Momento.

Henriqueta Lisboa é sucintamente o que eu chamo de ápice. Dos diversos graus de qualidade poética que existem no reino encantado da poesia, desde aqueles em que somos capazes de apontar passos em falso durante toda a coreografia do texto até aqueloutros, intermediários e talvez ainda mais medíocres, em que o poeta não exatamente erra mas se abstém ou simplesmente não dá conta de fazer algo bom, e galgando ainda patamares maiores a partir dos quais começamos a divisar inteligências rarefeitas, há o topo. O ápice, que é quando um poeta consegue a proeza de concentrar num poema curto as engrenagens da poesia funcionando a todo vapor.

MOMENTO

Entre os sondados cílios
entornando ternura
de águas foscas - a dúvida.

Mas dos trêmulos dedos
ao marfim das delongas
num relâmpago - a dádiva.

A beleza de um poema assim chega a ser misteriosa. Muitas vezes é difícil falar sobre algo que nos encanta, ainda mais quando nossa postura diante de obras de arte costuma ser a de pôr as mãos na cintura e soltar um grunhido de deslumbre.

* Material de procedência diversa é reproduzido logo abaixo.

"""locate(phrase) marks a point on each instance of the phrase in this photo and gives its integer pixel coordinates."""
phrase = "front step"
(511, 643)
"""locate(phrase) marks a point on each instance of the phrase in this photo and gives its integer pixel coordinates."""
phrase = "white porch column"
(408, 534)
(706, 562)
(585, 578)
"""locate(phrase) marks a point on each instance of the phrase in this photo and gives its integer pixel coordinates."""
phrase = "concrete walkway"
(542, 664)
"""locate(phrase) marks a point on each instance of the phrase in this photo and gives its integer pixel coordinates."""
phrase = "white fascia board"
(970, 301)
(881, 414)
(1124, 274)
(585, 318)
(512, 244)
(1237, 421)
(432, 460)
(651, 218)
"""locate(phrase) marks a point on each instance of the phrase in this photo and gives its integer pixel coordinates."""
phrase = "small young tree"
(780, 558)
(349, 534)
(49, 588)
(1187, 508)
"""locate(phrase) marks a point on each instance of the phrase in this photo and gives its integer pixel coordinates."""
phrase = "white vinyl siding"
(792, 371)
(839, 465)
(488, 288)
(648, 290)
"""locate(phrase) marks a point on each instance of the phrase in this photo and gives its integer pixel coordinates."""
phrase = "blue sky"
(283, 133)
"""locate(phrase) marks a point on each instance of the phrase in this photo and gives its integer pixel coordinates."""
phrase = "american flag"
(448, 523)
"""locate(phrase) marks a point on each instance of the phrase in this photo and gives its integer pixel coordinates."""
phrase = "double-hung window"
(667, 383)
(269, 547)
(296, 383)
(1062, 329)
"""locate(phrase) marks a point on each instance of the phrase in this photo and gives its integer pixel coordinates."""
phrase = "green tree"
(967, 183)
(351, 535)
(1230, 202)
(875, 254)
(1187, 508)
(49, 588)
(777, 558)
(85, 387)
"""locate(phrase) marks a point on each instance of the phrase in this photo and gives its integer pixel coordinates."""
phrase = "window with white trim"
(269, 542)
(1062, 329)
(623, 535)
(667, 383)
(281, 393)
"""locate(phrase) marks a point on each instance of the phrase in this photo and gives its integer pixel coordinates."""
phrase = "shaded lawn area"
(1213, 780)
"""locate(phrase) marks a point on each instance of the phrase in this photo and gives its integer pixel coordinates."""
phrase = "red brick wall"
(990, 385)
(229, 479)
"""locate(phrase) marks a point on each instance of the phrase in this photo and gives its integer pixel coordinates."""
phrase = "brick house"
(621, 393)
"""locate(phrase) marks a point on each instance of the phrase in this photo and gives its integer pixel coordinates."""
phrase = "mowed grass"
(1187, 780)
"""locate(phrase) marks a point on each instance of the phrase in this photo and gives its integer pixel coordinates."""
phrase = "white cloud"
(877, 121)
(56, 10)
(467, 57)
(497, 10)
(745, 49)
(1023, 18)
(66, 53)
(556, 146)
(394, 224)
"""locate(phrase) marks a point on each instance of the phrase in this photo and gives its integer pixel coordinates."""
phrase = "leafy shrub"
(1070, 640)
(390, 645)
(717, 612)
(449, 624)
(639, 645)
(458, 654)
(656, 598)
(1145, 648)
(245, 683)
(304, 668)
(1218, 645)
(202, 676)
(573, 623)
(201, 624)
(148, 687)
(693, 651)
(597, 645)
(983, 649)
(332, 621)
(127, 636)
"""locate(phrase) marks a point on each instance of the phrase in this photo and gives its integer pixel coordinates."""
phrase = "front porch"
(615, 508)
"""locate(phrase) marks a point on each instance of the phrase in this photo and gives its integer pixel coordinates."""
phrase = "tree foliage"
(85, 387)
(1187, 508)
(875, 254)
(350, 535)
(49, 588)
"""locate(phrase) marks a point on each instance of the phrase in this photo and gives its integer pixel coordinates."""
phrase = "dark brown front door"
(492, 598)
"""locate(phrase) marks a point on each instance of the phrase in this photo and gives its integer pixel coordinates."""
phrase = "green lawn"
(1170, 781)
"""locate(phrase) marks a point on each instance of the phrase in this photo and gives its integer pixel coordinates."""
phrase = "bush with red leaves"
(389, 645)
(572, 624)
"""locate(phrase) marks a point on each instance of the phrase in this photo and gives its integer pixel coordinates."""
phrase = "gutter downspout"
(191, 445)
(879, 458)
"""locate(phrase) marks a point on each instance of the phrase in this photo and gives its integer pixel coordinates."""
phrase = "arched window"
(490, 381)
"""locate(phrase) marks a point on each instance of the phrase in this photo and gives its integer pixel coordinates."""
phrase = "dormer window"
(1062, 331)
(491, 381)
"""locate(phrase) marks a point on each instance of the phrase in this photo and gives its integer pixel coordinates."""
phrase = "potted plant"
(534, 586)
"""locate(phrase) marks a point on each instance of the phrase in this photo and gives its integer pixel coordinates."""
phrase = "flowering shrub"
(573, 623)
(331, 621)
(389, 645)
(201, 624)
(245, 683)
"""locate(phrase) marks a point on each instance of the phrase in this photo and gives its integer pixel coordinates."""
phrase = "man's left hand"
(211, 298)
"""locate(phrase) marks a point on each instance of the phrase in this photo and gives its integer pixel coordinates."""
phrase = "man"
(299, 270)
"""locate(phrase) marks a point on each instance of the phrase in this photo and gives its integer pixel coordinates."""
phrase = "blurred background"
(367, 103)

Mas, me lembrando sempre daquela frase que o William Empson escreveu no comecinho do seu livro de estreia, qualquer forma de beleza não explicada me aborrece, e, ao contrário do que diz o senso comum, tremendamente inerte e preguiçoso nesse quesito, não é que explicar um poema, ou tentar entendê-lo, caso queiramos ser mais próximos do que de fato ocorre, o estrague, mas sim, bem pelo contrário, que se revela uma maneira prolongada e dedicada de atenção.

A autora descreve para nós o que seria um momento de epifania ou de súbita descoberta após uma dolorosa e inquietante dúvida. Note a delicadeza, o caráter vago e tênue da expressão "sondados cílios". Não apenas os cílios são por si só um elemento certo modo oblíquo, a parte do olho que empreende os gestos mais singelos e muitas vezes mais significativos, como, ainda, o fato de que tenham sido sondados parece dar a entender que são de algum modo esquivos ou enigmáticos. E não obstante o sejam, são capazes de entornar ternura: veja, sinta, pronuncie: entornar ternura, uma maneira muito compacta e agradável de dizer que esse mistério contemplado de viés pelo eu lírico é de algum modo agradável e reconfortante, apesar de surgido de águas foscas.

Perceba que a maior parte dos elementos dessa primeira estrofe criam uma imagem que se torna consideravelmente hermética. Não sabemos exatamente o que existe entre toda a imagem desenvolvida ao longo da estrofe; só saberemos quando chegarmos exatamente no final dela, que é quando nos deparamos com a palavra "dúvida". Henriqueta Lisboa não parece exatamente metaforizar o que a dúvida seria; penso que ela quer trazer para o leitor uma sensação muito direta e bem construída do que seria o surgimento da dúvida. Por isso o uso da preposição "Entre" abrindo o texto é importante, já que revela para o leitor de imediato em que posição do cenário é que a dúvida irá surgir. Note ainda que mesmo elementos, digamos, certo modo positivos ou reconfortantes, como seria o caso da imagem delicada dos cílios, da ternura em si ou mesmo das águas, sinônimo de frescor e limpidez, estão cercadas de elementos eu chamaria de negativos, capazes de tornar a imagem passada algo como que fechado: as águas são na verdade foscas, os cílios passam a ser apenas sondados e a ternura, pobre dela, a ternura é entornada por tais cílios enigmáticos e, detalhezinho que talvez seja exagero meu por enxergar, a carapaça da paranomásia na expressão "entornando ternura" impede que a ternura se destaque por completo na estrofe.

É quando a mágica acontece. Dos dedos que de maneira trêmula parecem apalpar a dúvida, sondando, podemos supôr, os cílios que entornam ternuras, e do marfim das delongas, uma expressão memorável para retratar a maneira como um olhar demorado ou um momento intenso consegue se petrificar em nossa lembrança; é daí que surge a dádiva, num relâmpago. Se a imagem anterior era uma arrastada graças ao emprego do gerúndio dentro da carapaça da paranomásia, é curioso perceber que na segunda não há verbo nenhum, o que torna sua leitura, tão bem acinzelada de sons nasais e da consoante D claudicando aqui e ali, uma leitura ágil.

A dúvida então se reverte no seu inesperado oposto ou, o que talvez seja mais acertado, a partir da dúvida surge a dádiva. O elemento de surpresa que existe nesse surgimento não existe apenas na semelhança fonética imensa entre as duas palavras, como se uma de fato surgisse da outra e representasse seu oposto, o U fechado e tônico de dúvida dando lugar ao A aberto de dádiva. Estamos falando de metáforas que parecem se encaixar de maneira natural na estrutura coesa e reveladora de um grande poema.